Francisco fue el obispo de Roma, título que ha acompañado a todos los Papas desde San Pedro, el primer discípulo que asumió ese rol tras la muerte de Jesús. Aunque en sus inicios el Papa era designado por clamor popular, desde el año 1059, por decreto del papa Nicolás II, son los cardenales quienes tienen la responsabilidad de elegir al nuevo líder espiritual de más de 1.300 millones de católicos en el mundo.
Cuando un Papa muere o renuncia, el Colegio Cardenalicio, compuesto por los cardenales menores de 80 años, se reúne en la Capilla Sixtina para llevar a cabo el cónclave. Allí, en un ambiente de oración, reflexión y estricto secreto, se analizan las necesidades de la Iglesia y del mundo actual.

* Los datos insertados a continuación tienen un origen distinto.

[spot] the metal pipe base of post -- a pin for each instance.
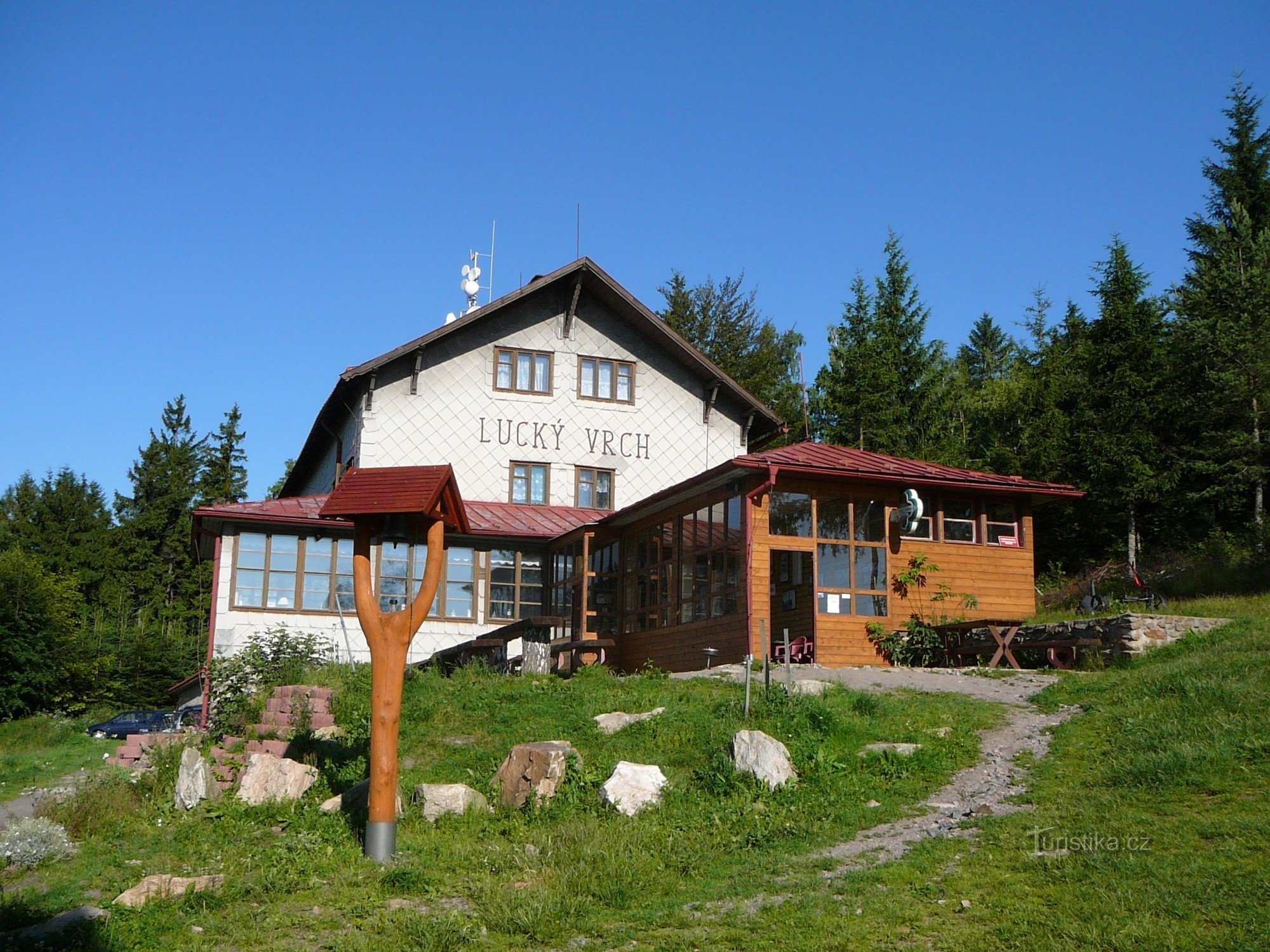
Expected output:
(382, 841)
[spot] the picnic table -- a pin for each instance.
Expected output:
(1061, 653)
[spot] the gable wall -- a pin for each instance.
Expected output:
(459, 418)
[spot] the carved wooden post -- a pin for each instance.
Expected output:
(389, 635)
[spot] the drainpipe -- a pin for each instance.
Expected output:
(206, 675)
(750, 552)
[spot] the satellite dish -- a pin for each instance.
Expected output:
(910, 515)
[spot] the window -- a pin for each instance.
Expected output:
(789, 515)
(926, 525)
(595, 488)
(286, 573)
(852, 571)
(515, 585)
(1003, 525)
(402, 568)
(531, 484)
(606, 380)
(685, 571)
(523, 371)
(959, 522)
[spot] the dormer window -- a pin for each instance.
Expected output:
(613, 381)
(523, 371)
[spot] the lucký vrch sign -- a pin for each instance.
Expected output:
(547, 436)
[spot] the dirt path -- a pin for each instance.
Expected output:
(977, 791)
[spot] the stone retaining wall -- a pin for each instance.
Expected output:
(1125, 634)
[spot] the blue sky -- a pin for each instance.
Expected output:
(238, 201)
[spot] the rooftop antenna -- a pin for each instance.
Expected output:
(807, 416)
(471, 285)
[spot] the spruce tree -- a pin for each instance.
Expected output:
(1121, 422)
(1224, 331)
(224, 478)
(723, 322)
(885, 388)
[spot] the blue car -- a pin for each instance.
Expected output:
(135, 723)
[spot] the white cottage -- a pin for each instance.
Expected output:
(554, 404)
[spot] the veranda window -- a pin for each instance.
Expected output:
(852, 563)
(515, 585)
(285, 573)
(402, 568)
(959, 521)
(530, 483)
(1003, 525)
(606, 380)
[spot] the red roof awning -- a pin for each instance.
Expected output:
(391, 491)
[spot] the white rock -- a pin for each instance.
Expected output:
(897, 750)
(441, 799)
(763, 756)
(812, 687)
(195, 781)
(163, 885)
(270, 777)
(632, 788)
(355, 799)
(615, 722)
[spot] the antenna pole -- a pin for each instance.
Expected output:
(807, 417)
(492, 230)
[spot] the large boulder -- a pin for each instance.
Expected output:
(356, 800)
(632, 788)
(271, 777)
(615, 722)
(195, 781)
(534, 770)
(163, 885)
(763, 756)
(888, 748)
(440, 799)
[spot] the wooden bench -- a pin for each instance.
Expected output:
(572, 651)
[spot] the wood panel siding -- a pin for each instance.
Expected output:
(1001, 579)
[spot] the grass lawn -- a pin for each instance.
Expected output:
(510, 880)
(40, 751)
(1154, 803)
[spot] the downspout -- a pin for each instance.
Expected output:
(750, 552)
(206, 675)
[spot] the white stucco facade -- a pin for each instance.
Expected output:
(438, 403)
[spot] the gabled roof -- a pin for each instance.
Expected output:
(826, 460)
(425, 491)
(595, 281)
(511, 520)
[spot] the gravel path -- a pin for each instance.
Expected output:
(977, 791)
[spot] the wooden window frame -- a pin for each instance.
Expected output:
(516, 585)
(534, 355)
(617, 362)
(529, 489)
(298, 597)
(852, 544)
(595, 472)
(976, 522)
(440, 600)
(1018, 524)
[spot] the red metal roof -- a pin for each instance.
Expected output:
(535, 521)
(483, 519)
(826, 460)
(427, 491)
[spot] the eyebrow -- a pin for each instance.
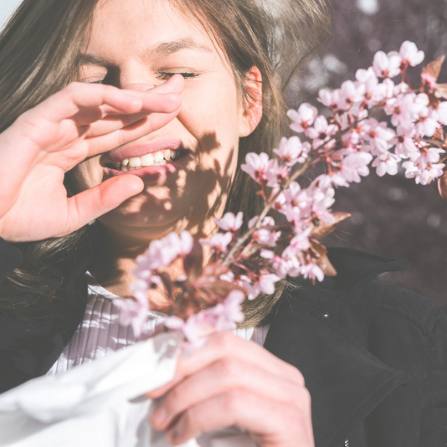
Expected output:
(160, 49)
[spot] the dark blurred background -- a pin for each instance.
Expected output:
(390, 215)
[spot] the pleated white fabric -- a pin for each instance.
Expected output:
(100, 332)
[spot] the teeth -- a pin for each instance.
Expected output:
(159, 158)
(147, 160)
(135, 162)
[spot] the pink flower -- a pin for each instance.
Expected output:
(354, 166)
(321, 131)
(386, 164)
(266, 237)
(441, 111)
(277, 174)
(219, 241)
(302, 118)
(405, 145)
(404, 109)
(373, 91)
(378, 136)
(230, 222)
(387, 66)
(410, 54)
(330, 99)
(256, 166)
(351, 94)
(291, 151)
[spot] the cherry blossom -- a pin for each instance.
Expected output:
(230, 222)
(410, 54)
(387, 66)
(291, 151)
(256, 166)
(371, 122)
(218, 241)
(386, 164)
(302, 118)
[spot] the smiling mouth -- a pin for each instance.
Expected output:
(158, 158)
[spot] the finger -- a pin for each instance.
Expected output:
(147, 125)
(156, 103)
(226, 344)
(93, 203)
(273, 423)
(221, 377)
(76, 96)
(442, 186)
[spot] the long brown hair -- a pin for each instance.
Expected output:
(39, 51)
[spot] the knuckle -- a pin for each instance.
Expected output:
(295, 375)
(231, 402)
(173, 397)
(305, 398)
(229, 367)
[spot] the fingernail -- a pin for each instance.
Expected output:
(176, 433)
(159, 417)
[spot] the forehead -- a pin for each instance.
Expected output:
(138, 23)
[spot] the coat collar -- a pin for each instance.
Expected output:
(345, 380)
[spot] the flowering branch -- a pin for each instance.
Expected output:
(346, 142)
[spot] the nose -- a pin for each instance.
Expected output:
(140, 87)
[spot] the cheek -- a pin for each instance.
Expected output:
(86, 175)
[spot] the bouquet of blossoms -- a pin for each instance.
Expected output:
(377, 121)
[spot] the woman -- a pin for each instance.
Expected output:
(185, 90)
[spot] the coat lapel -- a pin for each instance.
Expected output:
(345, 380)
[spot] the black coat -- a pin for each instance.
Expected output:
(374, 356)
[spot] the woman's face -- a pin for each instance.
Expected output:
(145, 42)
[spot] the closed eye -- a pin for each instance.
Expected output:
(164, 75)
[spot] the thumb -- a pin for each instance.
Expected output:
(93, 203)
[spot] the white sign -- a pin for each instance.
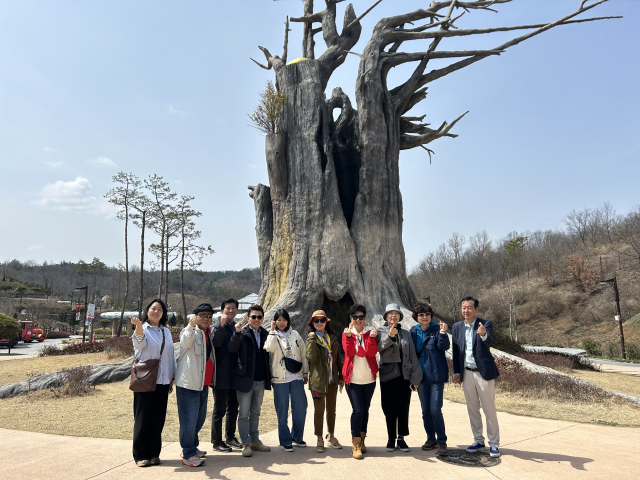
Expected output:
(91, 310)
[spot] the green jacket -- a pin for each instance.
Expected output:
(319, 364)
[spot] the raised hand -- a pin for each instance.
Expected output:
(481, 330)
(347, 330)
(393, 331)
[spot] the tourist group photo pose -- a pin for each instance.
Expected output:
(239, 360)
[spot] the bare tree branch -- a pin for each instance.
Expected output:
(412, 141)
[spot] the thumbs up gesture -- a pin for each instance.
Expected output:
(481, 330)
(393, 331)
(347, 330)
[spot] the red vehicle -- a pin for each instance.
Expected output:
(31, 332)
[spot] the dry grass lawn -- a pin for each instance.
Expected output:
(612, 411)
(107, 412)
(12, 371)
(616, 382)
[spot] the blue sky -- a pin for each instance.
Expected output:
(91, 88)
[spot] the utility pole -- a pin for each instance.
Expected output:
(84, 322)
(614, 283)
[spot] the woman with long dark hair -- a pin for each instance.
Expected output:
(359, 373)
(325, 375)
(284, 344)
(152, 339)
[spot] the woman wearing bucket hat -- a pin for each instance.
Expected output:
(400, 374)
(325, 374)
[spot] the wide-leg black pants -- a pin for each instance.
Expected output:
(395, 398)
(149, 414)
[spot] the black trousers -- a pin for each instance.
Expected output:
(225, 404)
(395, 398)
(360, 398)
(149, 414)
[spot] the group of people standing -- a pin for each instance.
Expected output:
(240, 361)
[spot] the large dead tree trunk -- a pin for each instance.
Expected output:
(329, 226)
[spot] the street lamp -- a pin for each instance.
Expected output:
(614, 283)
(84, 323)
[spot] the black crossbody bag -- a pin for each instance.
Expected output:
(292, 366)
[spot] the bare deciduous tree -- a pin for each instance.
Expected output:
(329, 227)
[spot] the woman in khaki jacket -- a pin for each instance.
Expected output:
(325, 375)
(286, 349)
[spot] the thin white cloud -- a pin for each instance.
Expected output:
(74, 196)
(104, 162)
(174, 111)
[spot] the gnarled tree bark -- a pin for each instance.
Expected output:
(329, 227)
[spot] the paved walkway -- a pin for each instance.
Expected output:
(610, 366)
(532, 448)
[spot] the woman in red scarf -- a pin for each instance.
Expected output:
(359, 373)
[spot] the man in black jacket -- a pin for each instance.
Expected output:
(225, 402)
(250, 378)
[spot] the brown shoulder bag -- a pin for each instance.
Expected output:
(144, 374)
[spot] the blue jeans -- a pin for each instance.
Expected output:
(360, 398)
(431, 404)
(192, 411)
(281, 394)
(249, 405)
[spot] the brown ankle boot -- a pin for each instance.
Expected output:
(362, 446)
(357, 452)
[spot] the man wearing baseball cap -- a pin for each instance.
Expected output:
(196, 371)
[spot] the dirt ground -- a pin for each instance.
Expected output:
(107, 412)
(12, 371)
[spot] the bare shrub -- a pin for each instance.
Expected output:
(75, 382)
(118, 347)
(551, 305)
(58, 334)
(561, 363)
(517, 379)
(76, 348)
(582, 272)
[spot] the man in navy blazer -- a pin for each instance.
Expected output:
(474, 367)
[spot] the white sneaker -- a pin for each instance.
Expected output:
(194, 461)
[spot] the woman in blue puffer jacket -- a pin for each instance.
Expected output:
(431, 341)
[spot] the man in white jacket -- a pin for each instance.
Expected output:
(196, 371)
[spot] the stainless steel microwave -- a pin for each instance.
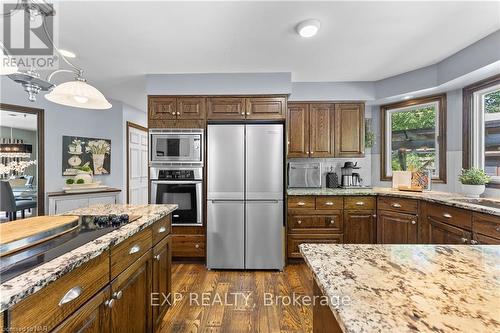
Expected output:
(176, 146)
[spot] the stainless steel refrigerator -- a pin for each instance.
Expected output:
(245, 196)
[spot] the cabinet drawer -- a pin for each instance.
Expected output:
(398, 205)
(315, 224)
(188, 246)
(295, 240)
(454, 216)
(54, 303)
(301, 202)
(329, 202)
(128, 251)
(488, 225)
(161, 228)
(359, 203)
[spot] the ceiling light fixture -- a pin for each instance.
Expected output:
(77, 93)
(308, 28)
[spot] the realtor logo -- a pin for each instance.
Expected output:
(24, 31)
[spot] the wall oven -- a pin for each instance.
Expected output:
(182, 186)
(176, 146)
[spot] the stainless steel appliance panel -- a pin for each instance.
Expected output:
(264, 235)
(264, 162)
(225, 234)
(226, 161)
(304, 174)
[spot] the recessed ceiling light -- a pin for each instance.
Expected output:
(308, 28)
(67, 54)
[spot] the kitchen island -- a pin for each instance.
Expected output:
(405, 288)
(99, 280)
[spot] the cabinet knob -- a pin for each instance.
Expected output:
(118, 294)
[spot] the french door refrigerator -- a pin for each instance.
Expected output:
(245, 196)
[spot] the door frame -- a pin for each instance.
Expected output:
(41, 153)
(141, 128)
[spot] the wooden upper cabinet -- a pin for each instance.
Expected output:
(226, 108)
(321, 120)
(349, 130)
(191, 108)
(266, 108)
(164, 108)
(298, 130)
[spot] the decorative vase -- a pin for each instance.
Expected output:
(98, 160)
(86, 176)
(472, 191)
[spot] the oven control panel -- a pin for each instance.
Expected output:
(176, 174)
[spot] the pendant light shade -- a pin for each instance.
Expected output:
(78, 94)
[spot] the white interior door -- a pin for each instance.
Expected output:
(137, 166)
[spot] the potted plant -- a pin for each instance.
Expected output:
(473, 182)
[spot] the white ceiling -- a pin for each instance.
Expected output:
(118, 42)
(18, 120)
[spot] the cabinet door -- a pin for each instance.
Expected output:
(349, 130)
(396, 228)
(298, 130)
(163, 108)
(162, 280)
(442, 233)
(321, 117)
(93, 317)
(266, 108)
(131, 311)
(226, 108)
(191, 108)
(360, 227)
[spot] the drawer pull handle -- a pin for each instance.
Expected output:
(134, 249)
(109, 303)
(72, 294)
(118, 294)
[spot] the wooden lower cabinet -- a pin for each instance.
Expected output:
(93, 317)
(131, 311)
(360, 227)
(397, 228)
(162, 280)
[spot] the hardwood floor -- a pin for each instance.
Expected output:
(204, 291)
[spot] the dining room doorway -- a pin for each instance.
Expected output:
(21, 162)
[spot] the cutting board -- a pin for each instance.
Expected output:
(26, 228)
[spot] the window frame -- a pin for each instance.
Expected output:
(440, 134)
(469, 157)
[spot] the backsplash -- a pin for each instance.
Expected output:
(364, 164)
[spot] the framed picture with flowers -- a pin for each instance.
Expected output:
(81, 154)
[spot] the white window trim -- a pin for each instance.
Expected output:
(388, 135)
(477, 145)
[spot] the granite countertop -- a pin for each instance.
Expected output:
(20, 287)
(409, 288)
(445, 198)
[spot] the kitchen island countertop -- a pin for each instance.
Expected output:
(409, 288)
(22, 286)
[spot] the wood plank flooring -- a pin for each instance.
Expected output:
(200, 309)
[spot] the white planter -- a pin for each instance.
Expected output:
(472, 191)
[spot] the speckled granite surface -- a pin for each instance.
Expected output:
(410, 288)
(18, 288)
(432, 196)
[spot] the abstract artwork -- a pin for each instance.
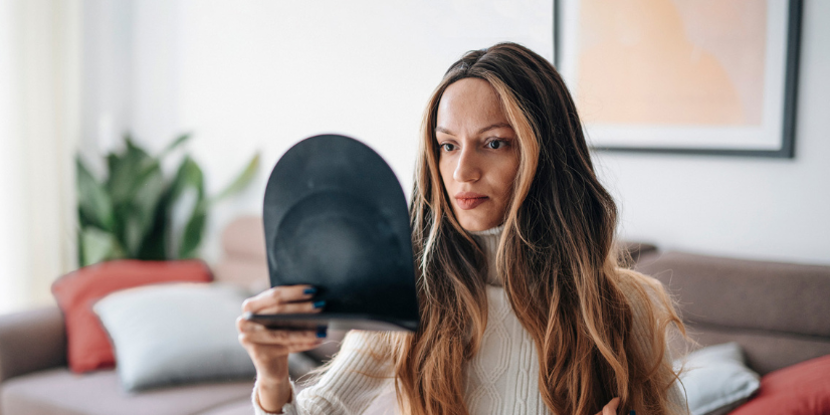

Cada cardenal emite su voto secreto, escribiendo el nombre del candidato que considera más idóneo. Para ser elegido Papa, un cardenal debe alcanzar una mayoría de dos tercios.
Tras cada ronda de votación, los votos son quemados en una estufa especial. Si aún no hay acuerdo, el humo que sale por la chimenea es negro. Pero cuando finalmente se elige a un nuevo Papa, el humo se vuelve blanco, una señal que conmueve al mundo entero.
Entonces, el elegido es invitado a aceptar el cargo. Si da su consentimiento, elige un nombre papal y se presenta por primera vez ante los fieles desde el balcón central de la Basílica de San Pedro. Su primer mensaje marca el inicio de un nuevo capítulo en la historia de la Iglesia.
La posterior misa de inicio del pontificado formaliza su papel como guía espiritual de millones. El mundo ahora espera: ¿quién será el próximo sucesor de San Pedro?